Tue Dec 14 18:12:14 CET 2010

... (in addition to the very useful suggestion to plot your data):

(Sounds like a homework question... ?).

Sigh..... [mount soapbox]

1. "Data" never deviate from normality. They only provide provide
evidence to challenge ("test" is the formal term) the assumption that
the population from which the data were sampled (how? -- see below)
can be modeled as normal (e.g. whether the data provide strong
evidence against this assumption). This is a philosophical brain
twister, I know; but understanding what it means is actually very
important for how one uses evidence (data) to inform science. It took
me about 20 years after grad school to (partially, anyway) figure it
out. Bear of little brain and all that..

2. Define: "Deviate from normality." With a sample of 1000, normality
tests at conventional significance levels will typically come out
statistically significant/contradict normality (which is why a whole
school of statistics, the gang of Bayesians, do not think that
"statistical significance" and "evidence in the data" have much to do
with one another). But that's not the real question, is it?

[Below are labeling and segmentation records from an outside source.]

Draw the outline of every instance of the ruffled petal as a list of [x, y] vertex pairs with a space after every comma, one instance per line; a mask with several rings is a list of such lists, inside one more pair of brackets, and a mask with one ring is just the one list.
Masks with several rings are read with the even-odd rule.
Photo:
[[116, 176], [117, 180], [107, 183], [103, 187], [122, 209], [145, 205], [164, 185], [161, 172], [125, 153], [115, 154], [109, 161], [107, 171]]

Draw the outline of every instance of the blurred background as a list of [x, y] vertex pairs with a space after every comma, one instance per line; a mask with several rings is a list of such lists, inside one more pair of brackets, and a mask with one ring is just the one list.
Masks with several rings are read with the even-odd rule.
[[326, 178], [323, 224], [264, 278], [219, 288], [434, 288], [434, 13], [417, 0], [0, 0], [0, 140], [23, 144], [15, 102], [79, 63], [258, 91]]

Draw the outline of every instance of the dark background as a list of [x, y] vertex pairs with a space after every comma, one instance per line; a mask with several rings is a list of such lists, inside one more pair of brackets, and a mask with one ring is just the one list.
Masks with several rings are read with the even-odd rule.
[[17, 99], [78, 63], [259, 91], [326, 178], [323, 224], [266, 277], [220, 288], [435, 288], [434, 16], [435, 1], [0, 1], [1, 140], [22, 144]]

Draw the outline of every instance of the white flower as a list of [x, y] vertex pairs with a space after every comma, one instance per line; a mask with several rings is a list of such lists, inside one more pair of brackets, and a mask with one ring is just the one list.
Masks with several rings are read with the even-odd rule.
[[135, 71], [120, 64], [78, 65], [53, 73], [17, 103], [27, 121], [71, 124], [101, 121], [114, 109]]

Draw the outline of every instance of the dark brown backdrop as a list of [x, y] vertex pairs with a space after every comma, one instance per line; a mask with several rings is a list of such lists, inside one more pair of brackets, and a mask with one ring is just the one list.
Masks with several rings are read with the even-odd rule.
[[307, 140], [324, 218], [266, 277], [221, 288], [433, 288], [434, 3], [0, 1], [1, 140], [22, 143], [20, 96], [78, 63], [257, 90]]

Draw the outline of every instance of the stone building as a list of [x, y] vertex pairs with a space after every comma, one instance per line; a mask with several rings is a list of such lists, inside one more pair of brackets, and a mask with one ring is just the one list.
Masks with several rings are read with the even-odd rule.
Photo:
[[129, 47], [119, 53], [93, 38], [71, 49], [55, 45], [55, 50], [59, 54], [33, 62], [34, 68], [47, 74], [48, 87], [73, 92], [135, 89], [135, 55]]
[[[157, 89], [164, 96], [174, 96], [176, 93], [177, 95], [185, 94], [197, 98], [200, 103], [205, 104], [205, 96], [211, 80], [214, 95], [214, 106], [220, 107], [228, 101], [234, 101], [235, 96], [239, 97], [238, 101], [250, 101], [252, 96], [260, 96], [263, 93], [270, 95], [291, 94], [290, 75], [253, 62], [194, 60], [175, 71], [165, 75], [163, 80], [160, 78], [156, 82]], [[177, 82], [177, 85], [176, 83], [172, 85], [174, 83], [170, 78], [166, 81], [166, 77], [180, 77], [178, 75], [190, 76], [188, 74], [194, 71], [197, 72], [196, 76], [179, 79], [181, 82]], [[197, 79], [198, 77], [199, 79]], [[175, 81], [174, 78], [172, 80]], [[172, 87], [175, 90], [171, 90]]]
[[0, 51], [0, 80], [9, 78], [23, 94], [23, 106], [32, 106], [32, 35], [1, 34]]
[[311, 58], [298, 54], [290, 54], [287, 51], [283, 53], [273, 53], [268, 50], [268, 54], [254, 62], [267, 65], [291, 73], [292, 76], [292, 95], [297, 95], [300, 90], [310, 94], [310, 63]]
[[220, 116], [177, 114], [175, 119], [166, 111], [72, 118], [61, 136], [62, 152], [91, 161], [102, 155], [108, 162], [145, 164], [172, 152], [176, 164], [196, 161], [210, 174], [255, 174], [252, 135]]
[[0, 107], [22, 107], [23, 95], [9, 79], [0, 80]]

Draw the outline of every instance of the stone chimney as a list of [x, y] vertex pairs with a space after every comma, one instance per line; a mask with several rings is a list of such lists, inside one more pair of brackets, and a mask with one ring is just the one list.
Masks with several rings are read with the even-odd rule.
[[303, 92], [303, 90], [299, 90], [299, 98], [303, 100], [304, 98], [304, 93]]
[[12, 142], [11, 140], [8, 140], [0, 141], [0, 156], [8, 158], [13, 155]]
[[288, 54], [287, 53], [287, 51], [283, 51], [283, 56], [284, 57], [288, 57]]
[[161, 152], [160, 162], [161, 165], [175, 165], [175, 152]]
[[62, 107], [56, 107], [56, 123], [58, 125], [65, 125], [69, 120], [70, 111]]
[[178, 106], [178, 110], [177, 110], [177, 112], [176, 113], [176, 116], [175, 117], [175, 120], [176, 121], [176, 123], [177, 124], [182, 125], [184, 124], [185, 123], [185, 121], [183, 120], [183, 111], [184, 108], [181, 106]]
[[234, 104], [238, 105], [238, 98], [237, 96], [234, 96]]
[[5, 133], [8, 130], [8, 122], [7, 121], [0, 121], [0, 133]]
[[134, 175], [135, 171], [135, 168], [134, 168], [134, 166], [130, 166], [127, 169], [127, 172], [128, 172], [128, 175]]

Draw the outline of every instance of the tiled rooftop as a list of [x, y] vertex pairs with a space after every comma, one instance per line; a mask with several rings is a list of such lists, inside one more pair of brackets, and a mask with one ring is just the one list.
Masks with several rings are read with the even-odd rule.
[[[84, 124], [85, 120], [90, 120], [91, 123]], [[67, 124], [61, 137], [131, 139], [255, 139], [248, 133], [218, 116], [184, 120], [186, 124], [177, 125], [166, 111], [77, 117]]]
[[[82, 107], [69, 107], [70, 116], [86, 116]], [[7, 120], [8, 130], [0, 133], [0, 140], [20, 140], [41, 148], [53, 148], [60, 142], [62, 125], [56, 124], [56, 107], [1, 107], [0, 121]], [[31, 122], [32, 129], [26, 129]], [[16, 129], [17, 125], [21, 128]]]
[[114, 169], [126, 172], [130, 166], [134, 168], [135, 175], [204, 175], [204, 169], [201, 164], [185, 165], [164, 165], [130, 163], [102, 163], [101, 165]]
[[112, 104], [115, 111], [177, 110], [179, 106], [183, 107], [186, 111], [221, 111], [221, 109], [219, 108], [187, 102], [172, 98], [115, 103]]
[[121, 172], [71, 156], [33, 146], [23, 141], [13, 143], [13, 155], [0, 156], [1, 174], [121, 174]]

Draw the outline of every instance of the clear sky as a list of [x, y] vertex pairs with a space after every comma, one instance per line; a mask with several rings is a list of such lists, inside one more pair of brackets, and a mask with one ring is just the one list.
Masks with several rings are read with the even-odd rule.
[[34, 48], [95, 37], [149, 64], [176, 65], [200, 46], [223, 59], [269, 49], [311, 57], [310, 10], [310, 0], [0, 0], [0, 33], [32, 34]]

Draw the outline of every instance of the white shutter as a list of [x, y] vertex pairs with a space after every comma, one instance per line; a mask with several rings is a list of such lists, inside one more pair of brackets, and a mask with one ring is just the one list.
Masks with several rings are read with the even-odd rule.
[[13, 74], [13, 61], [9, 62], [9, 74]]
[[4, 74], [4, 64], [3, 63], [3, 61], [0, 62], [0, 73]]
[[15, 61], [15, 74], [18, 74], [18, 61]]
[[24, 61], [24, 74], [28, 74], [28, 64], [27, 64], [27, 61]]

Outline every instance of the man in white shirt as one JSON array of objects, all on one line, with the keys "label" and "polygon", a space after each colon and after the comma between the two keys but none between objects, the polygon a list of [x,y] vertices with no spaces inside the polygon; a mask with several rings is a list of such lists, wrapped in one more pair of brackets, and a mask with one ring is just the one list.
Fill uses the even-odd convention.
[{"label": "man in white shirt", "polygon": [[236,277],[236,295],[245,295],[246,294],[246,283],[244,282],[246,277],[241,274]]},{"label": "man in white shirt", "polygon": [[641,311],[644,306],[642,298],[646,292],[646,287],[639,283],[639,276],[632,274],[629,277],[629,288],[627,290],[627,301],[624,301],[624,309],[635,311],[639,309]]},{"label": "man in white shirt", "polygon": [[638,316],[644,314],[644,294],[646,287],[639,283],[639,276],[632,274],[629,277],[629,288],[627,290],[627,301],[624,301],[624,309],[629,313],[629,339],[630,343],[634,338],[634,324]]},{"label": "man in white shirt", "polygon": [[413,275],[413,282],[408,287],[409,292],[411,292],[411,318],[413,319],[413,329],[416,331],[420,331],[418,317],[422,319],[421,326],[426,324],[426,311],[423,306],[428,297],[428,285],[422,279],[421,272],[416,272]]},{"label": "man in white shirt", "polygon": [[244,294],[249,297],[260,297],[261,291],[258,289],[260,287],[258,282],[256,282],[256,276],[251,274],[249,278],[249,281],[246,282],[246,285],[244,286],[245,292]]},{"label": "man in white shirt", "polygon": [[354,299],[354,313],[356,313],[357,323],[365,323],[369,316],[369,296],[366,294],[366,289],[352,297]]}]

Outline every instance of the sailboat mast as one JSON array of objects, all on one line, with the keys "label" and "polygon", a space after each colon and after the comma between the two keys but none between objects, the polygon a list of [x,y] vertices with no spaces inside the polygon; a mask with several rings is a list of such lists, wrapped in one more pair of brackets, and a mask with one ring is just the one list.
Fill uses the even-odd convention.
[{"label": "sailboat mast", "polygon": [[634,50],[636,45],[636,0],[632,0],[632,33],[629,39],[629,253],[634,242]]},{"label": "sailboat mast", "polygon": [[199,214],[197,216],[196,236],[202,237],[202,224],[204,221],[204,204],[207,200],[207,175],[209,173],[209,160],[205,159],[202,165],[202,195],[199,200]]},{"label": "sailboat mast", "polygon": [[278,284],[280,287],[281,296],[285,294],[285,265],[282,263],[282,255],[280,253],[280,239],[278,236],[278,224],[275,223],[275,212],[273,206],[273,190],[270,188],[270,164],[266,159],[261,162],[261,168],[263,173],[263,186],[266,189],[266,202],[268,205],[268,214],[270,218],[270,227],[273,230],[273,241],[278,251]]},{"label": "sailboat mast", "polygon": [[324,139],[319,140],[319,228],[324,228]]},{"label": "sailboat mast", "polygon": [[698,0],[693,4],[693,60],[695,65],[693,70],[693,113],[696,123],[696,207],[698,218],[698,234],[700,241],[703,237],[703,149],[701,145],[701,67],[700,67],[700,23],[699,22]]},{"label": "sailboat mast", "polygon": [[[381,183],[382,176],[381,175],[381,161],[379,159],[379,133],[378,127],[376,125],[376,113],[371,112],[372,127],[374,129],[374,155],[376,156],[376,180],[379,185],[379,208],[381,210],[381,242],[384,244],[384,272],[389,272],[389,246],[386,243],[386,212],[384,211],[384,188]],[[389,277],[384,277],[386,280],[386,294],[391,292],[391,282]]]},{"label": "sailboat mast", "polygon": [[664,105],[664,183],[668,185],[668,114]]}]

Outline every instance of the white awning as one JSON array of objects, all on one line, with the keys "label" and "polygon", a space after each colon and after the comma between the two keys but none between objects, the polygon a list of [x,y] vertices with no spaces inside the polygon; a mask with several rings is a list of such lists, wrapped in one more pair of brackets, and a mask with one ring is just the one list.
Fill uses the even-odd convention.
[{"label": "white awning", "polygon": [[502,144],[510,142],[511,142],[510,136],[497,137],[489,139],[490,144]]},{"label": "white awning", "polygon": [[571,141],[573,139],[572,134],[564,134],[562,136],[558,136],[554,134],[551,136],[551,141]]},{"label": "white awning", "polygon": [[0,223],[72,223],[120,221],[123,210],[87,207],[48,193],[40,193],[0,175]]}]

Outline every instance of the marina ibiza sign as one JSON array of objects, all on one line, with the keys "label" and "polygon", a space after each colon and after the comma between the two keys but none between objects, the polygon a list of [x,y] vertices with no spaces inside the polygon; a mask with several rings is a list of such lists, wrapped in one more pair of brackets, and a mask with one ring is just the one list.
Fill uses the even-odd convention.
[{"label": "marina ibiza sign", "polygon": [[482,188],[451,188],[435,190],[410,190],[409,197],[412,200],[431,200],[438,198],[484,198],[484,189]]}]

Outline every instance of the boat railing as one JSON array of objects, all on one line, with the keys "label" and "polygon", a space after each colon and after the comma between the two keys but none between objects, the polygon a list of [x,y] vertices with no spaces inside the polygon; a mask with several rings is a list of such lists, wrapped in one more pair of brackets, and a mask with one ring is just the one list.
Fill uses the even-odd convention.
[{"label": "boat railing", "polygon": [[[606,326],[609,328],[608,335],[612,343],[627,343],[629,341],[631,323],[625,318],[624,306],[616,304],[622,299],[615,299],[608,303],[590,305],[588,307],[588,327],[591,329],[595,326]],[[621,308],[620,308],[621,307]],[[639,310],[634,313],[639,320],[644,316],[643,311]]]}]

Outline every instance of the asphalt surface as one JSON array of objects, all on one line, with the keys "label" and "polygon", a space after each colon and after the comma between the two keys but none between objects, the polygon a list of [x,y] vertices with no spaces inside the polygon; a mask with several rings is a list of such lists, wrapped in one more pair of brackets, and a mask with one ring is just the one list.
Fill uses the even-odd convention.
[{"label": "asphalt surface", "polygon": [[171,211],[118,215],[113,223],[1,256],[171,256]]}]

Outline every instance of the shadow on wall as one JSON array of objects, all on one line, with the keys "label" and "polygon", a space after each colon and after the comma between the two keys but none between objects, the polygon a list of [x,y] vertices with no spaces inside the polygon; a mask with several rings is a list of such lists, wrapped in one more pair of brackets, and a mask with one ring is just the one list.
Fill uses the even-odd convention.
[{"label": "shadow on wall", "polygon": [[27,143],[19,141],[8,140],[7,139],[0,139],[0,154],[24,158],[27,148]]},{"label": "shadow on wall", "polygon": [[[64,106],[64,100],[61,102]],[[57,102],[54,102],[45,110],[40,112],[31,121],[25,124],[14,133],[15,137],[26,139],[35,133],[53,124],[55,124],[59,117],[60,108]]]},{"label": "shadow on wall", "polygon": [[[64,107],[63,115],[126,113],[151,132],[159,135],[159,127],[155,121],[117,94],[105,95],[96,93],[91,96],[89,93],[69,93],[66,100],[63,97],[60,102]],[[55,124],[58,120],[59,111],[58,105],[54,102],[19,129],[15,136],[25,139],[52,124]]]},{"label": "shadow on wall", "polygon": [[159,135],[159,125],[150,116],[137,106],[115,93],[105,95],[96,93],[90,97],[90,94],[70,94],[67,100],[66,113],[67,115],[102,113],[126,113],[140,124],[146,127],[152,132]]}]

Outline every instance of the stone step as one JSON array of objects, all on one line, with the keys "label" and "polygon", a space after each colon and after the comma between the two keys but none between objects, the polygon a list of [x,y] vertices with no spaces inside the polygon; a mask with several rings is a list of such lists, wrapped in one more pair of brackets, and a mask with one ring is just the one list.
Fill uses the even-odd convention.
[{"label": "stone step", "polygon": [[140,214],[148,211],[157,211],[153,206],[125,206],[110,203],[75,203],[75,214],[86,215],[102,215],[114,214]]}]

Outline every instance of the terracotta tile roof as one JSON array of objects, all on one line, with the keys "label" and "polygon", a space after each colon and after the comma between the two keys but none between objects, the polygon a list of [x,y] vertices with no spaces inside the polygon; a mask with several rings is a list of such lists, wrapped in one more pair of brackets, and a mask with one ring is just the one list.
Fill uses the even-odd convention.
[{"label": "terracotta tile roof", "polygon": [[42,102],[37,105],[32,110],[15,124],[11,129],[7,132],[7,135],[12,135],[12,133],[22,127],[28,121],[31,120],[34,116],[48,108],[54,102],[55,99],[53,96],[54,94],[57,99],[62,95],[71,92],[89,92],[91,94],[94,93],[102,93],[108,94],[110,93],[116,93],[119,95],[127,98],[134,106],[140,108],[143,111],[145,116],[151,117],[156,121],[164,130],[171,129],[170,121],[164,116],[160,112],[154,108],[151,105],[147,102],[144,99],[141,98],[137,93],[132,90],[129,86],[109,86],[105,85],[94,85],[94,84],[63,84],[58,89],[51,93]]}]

3. The real question is: Does whatever I do to analyze the data and
draw scientific conclusions depend crucially on the assumption of
normality of the underlying population from which the data are
sampled? Of course, it depends on exactly what you do, but, by and
large,  basic statistical texts continue to teach that the answer is
yes. Unfortunately, that is mostly (not always -- and it depends on
what's at issue) a lie, as we have known for about 50 years. The
crucial matter in practice is not normality but how the sampled data
were obtained: the study design and, especially, the issue of
"independence." Unfortunately, that is rather complicated to deal
with, so the Intro Stats texts prefer to ignore it and teach hogwash.

[dismount soapbox]

Thoughtful nasty rejoinders welcome. Please send your thought-less
nasty ones to me privately to spare our colleagues.

Cheers,
Bert

Bert Gunter
Genentech Nonclinical Biostatistics